Magnetic field above a thin charged disc

[russdot]

Homework Statement

A thin disc of radius R carries a surface charge $$\sigma$$. It rotates with angular frequency $$\omega$$ about the z axis, which is perpendicular to the disc and through its center.
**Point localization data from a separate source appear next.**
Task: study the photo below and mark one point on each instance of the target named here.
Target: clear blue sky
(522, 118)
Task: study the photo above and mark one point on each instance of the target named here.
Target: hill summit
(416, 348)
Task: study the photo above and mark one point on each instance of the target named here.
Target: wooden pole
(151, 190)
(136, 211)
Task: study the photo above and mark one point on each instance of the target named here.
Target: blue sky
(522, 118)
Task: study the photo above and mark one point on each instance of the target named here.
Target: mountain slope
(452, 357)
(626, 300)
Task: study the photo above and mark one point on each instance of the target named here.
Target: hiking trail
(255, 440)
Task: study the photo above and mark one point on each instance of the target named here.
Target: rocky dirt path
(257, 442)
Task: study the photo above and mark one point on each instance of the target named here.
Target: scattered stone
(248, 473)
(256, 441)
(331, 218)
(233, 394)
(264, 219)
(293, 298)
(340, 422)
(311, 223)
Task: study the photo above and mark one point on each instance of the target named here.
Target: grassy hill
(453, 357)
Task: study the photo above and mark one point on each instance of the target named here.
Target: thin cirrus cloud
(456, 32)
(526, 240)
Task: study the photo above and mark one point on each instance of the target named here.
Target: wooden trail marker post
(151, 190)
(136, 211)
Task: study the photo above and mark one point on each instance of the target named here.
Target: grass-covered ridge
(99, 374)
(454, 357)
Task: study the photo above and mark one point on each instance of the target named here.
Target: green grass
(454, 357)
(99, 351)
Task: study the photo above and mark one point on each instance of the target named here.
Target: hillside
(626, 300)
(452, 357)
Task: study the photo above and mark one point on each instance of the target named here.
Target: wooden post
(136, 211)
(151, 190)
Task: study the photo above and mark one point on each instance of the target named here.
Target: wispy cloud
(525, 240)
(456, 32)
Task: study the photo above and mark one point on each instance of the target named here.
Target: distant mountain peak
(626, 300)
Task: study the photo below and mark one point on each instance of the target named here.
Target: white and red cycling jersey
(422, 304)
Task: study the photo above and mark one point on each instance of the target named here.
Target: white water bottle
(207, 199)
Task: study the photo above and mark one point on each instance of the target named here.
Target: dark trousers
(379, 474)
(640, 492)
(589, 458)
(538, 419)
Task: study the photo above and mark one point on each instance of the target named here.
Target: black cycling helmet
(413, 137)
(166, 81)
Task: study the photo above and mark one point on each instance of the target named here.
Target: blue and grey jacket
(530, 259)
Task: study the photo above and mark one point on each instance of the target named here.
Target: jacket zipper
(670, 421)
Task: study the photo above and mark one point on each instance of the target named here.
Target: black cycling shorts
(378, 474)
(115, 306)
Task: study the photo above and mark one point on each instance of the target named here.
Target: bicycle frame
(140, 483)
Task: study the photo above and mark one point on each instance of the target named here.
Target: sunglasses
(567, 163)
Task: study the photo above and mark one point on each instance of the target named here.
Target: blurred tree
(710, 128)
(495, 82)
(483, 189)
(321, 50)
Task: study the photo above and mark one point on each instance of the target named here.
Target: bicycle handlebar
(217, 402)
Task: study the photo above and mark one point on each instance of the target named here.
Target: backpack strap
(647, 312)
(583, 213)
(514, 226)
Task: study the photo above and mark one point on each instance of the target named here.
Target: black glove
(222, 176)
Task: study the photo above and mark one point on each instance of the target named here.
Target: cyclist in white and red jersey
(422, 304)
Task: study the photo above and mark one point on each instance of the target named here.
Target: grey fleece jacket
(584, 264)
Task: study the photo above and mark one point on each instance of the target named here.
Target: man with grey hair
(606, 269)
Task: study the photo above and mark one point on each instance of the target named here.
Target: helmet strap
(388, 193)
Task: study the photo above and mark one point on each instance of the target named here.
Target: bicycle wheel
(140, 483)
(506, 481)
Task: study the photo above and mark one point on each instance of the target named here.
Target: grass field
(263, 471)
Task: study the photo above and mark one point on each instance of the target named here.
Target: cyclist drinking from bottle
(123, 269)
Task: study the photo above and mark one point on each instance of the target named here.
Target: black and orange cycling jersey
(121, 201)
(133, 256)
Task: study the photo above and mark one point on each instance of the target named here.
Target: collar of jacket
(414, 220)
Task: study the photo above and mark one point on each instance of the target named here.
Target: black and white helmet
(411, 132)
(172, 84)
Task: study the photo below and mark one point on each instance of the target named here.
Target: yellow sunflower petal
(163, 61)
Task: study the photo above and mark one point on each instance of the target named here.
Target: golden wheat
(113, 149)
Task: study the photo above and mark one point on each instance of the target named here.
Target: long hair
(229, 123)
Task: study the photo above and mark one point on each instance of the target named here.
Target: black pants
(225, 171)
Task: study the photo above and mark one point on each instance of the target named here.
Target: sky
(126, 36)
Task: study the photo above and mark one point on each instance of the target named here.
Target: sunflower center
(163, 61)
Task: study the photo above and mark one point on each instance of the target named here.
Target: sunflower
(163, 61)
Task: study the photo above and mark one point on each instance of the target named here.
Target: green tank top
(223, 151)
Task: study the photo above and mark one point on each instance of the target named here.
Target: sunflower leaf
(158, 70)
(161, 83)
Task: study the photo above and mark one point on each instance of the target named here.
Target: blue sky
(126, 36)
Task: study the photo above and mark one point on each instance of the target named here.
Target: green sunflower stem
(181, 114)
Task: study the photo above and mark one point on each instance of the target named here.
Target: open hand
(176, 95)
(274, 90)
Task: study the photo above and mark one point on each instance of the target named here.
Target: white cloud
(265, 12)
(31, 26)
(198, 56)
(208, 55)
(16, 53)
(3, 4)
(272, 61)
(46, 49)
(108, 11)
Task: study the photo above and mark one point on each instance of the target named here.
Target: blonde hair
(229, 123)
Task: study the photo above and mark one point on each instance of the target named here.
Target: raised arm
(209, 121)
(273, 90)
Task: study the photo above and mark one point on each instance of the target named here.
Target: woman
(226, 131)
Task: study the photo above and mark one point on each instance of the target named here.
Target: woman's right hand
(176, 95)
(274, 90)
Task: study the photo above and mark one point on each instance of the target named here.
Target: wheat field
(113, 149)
What is B along the z axis?

Homework Equations

General Biot-Savart law:
B(x) = $$\frac{\mu_{0}}{4\pi}\int\frac{J(x') x (x-x')}{|x-x'|}d^{3}x'$$

K $$\equiv \frac{dI}{dl_{perpendicular}}$$
K = $$\sigma$$v

The Attempt at a Solution

I'm wondering if the general form Biot-Savart law can be 'generalized' to a 2-D surface current density K instead, and if the form would be the same?
Giving:
B(x) = $$\frac{\mu_{0}}{4\pi}\int\frac{K(x') x (x-x')}{|x-x'|}d^{2}x'$$

 

[marcusl]

I don't follow your equations, you aren't using a standard notation. Regardless, you don't need to use a surface current. You can treat every infinitesimal interval of radius dr as a loop of current. Integrate the equation for field from a current loop over r from 0 to R

 

[gabbagabbahey]

Hi russdot, try using \vec{B} instead of B in your LaTeX equations, and put the whole equation in LaTeX to make it easier to read.
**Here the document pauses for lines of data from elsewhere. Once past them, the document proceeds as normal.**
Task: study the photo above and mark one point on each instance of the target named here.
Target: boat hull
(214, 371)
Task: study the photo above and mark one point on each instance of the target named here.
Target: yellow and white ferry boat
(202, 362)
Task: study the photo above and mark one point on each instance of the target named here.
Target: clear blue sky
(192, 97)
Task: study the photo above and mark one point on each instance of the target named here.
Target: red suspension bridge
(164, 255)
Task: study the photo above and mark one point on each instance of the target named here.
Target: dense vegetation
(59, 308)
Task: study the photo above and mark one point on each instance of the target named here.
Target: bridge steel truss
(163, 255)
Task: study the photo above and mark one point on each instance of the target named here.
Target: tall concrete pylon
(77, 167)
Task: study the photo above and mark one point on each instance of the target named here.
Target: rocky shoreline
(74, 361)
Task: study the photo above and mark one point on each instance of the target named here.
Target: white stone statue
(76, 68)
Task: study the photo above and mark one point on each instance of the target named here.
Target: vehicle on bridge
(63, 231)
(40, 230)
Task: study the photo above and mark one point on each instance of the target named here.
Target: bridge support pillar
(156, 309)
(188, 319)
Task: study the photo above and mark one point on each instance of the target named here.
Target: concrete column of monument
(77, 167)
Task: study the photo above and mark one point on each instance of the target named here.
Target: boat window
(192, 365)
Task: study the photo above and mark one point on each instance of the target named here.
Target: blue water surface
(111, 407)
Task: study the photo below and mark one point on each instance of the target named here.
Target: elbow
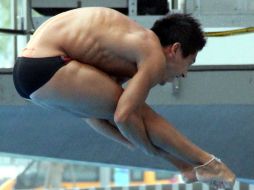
(121, 117)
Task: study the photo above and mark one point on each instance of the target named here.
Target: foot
(216, 174)
(189, 176)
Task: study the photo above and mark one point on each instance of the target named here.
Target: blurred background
(226, 64)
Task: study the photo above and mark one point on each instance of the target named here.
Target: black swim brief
(29, 74)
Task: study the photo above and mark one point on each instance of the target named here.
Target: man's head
(181, 37)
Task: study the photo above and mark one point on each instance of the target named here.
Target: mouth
(179, 76)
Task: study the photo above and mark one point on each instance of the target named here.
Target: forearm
(134, 130)
(164, 135)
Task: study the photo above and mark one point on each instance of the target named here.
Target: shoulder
(146, 44)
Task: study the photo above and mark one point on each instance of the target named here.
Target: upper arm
(149, 62)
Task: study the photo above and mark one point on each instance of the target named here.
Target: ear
(175, 47)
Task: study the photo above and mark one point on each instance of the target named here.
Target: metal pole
(14, 26)
(27, 17)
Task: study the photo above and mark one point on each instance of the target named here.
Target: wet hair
(182, 28)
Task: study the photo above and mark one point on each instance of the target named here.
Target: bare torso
(91, 36)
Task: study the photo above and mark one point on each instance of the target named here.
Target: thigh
(80, 89)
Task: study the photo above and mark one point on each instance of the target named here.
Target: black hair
(182, 28)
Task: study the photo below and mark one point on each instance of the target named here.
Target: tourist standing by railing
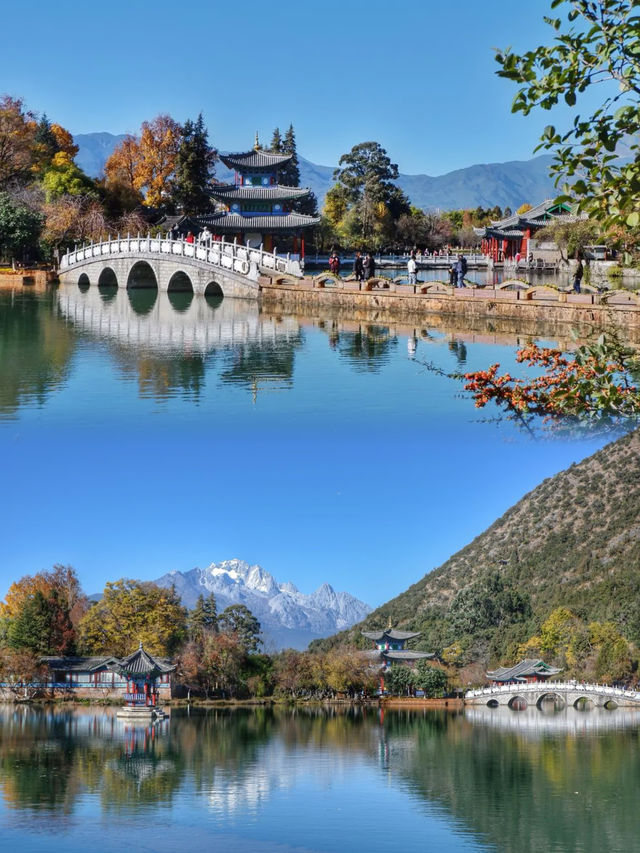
(411, 269)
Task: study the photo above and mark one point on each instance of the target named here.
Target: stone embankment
(513, 299)
(27, 278)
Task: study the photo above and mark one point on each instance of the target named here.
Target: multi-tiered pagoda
(258, 209)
The Biot-Savart Law for a surface current is:

$$\vec{B}(\vec{r})=\frac{\mu _0}{4 \pi} \int \frac{\vec{K}(\vec{r'}) \times \widehat{\vec{r}-\vec{r'}}}{|\vec{r}-\vec{r'}|^2} d^3r'$$

Such integrals are tedious to evaluate, so if you are allowed to use Ampere's law or calculate the vector potential $\vec{A}$ first, I would do that.

 

[russdot]

Hi gabbagabbahey,
Thanks for the tips, I'm still getting used to the LaTeX notation.

marcusl,
Ok, and then each infinitesimal loop will have a current I = $$\sigma 2 \pi R dr$$.

 

[gabbagabbahey]

Hi gabbagabbahey,
Thanks for the tips, I'm still getting used to the LaTeX notation.

marcusl,
Ok, and then each infinitesimal loop will have a current I = $$\sigma 2 \pi R dr$$.

You're welcome

Shouldn't each loop have a current of $2 \pi r \sigma \omega dr$?

 

[russdot]

Ah yes, I really should eat some food...
but since $$\vec{I} = \lambda \vec{v}$$
and $$\lambda = \sigma 2 \pi dr$$
and $$\vec{v} = r \vec{\omega}$$
then $$\vec{I} = \sigma 2 \pi \vec{\omega} r dr$$, correct?

 

[gabbagabbahey]

Yep, looks good to me (my sigma didn't show up right the first time)...what then is the magnetic field of each loop? What do you get for the total magnetic field?

 

[russdot]

what then is the magnetic field of each loop?

For the magnetic field of each loop (along Z axis), I get:
$$\vec{B}(z) = \frac{\mu_{0}}{4 \pi} \int \frac{\sigma 2 \pi \omega x'^{2} (\hat{\phi} \times \hat{r})dx'd\phi}{x'^{2} + z^{2}}$$
where $$\hat{\phi} \times \hat{\r} = \hat{k}cos\psi + \hat{R}sin\psi$$
($$\psi$$ is the angle between$$\vec{r} = \vec{x} - \vec{x}'$$ and $$\hat{R}$$ where $$\hat{R}$$ is the cylindrical radial unit vector)

the $$sin\psi$$ term integrates out to zero, because $$\hat{R} = \hat{i}cos\phi + \hat{j}sin\phi$$ and I used the trig substitution $$cos\psi = \frac{x'}{\sqrt{x'^{2} + z^{2}}}$$

$$\vec{B}(z) = \mu_{0} \pi \sigma \omega \int_{0}^{R} \frac{ x'^{3} dx'}{(x'^{2} + z^{2})^{3/2}} \hat{k}$$

What do you get for the total magnetic field?

Which gives a total magnetic field:
$$\vec{B}(z) = \mu_{0} \pi \sigma \omega (\frac{2z^{2} + R^2}{\sqrt{z^{2} + R^{2}}} - 2z) \hat{k}$$

 

[Merlino91]

Uhm... wouldn't the current flowing through an infinitesimal loop be the charge divided by a period T=$$\frac{2\pi}{\omega}$$ ?
so
$$i=\sigma\omega rdr$$

P.s: how did you resolve the integral? Substituction with sinh(t) ? Are there any faster method?